Be part of our each day and weekly newsletters for the most recent updates and unique content material on industry-leading AI protection. Be taught Extra
OpenAI is now displaying extra particulars of the reasoning technique of o3-mini, its newest reasoning mannequin. The change was introduced on OpenAI’s X account and comes because the AI lab is beneath elevated strain by DeepSeek-R1, a rival open mannequin that absolutely shows its reasoning tokens.
![](https://venturebeat.com/wp-content/uploads/2025/02/image_ce3f8f.png?w=477)
Fashions like o3 and R1 endure a prolonged “chain of thought” (CoT) course of by which they generate additional tokens to interrupt down the issue, purpose about and take a look at totally different solutions and attain a ultimate resolution. Beforehand, OpenAI’s reasoning fashions hid their chain of thought and solely produced a high-level overview of reasoning steps. This made it troublesome for customers and builders to know the mannequin’s reasoning logic and alter their directions and prompts to steer it in the fitting route.
OpenAI thought-about chain of thought a aggressive benefit and hid it to forestall rivals from copying to coach their fashions. However with R1 and different open fashions displaying their full reasoning hint, the shortage of transparency turns into a drawback for OpenAI.
The brand new model of o3-mini reveals a extra detailed model of CoT. Though we nonetheless don’t see the uncooked tokens, it offers far more readability on the reasoning course of.
![](https://venturebeat.com/wp-content/uploads/2025/02/image_264b8a.png?w=418)
Why it issues for functions
In our earlier experiments on o1 and R1, we discovered that o1 was barely higher at fixing information evaluation and reasoning issues. Nevertheless, one of many key limitations was that there was no means to determine why the mannequin made errors — and it usually made errors when confronted with messy real-world information obtained from the net. Then again, R1’s chain of thought enabled us to troubleshoot the issues and alter our prompts to enhance reasoning.
For instance, in certainly one of our experiments, each fashions failed to offer the proper reply. However due to R1’s detailed chain of thought, we have been capable of finding out that the issue was not with the mannequin itself however with the retrieval stage that gathered data from the net. In different experiments, R1’s chain of thought was in a position to present us with hints when it did not parse the knowledge we offered it, whereas o1 solely gave us a really tough overview of the way it was formulating its response.

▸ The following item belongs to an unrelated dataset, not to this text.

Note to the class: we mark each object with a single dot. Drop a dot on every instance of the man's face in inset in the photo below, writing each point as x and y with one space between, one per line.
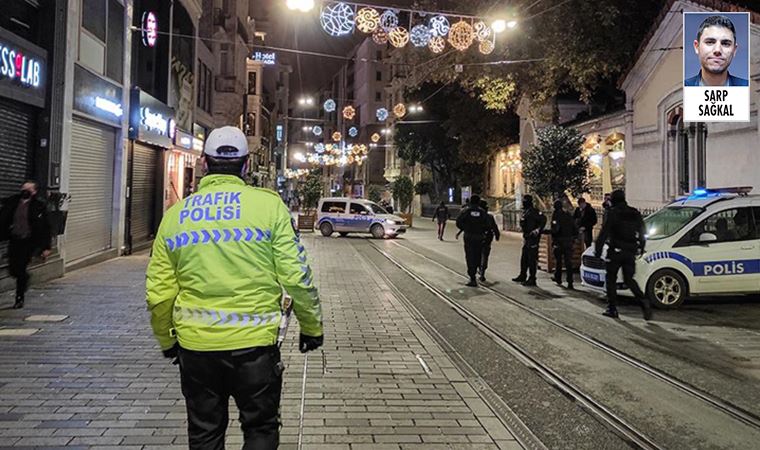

We examined the brand new o3-mini mannequin on a variant of a earlier experiment we ran with o1. We offered the mannequin with a textual content file containing costs of varied shares from January 2024 by January 2025. The file was noisy and unformatted, a combination of plain textual content and HTML parts. We then requested the mannequin to calculate the worth of a portfolio that invested $140 within the Magnificent 7 shares on the primary day of every month from January 2024 to January 2025, distributed evenly throughout all shares (we used the time period “Magazine 7” within the immediate to make it a bit more difficult).
o3-mini’s CoT was actually useful this time. First, the mannequin reasoned about what the Magazine 7 was, filtered the info to solely preserve the related shares (to make the issue difficult, we added a couple of non–Magazine 7 shares to the info), calculated the month-to-month quantity to put money into every inventory, and made the ultimate calculations to offer the proper reply (the portfolio could be price round $2,200 on the newest time registered within the information we offered to the mannequin).
![](https://venturebeat.com/wp-content/uploads/2025/02/image_133321.png?w=800)
It should take much more testing to see the boundaries of the brand new chain of thought, since OpenAI continues to be hiding lots of particulars. However in our vibe checks, evidently the brand new format is far more helpful.
What it means for OpenAI
When DeepSeek-R1 was launched, it had three clear benefits over OpenAI’s reasoning fashions: It was open, low cost and clear.
Since then, OpenAI has managed to shorten the hole. Whereas o1 prices $60 per million output tokens, o3-mini prices simply $4.40, whereas outperforming o1 on many reasoning benchmarks. R1 prices round $7 and $8 per million tokens on U.S. suppliers. (DeepSeek gives R1 at $2.19 per million tokens by itself servers, however many organizations will be unable to make use of it as a result of it’s hosted in China.)
With the brand new change to the CoT output, OpenAI has managed to considerably work across the transparency downside.
It stays to be seen what OpenAI will do about open sourcing its fashions. Since its launch, R1 has already been tailored, forked and hosted by many various labs and corporations probably making it the popular reasoning mannequin for enterprises. OpenAI CEO Sam Altman not too long ago admitted that he was “on the improper facet of historical past” in open supply debate. We’ll must see how this realization will present itself in OpenAI’s future releases.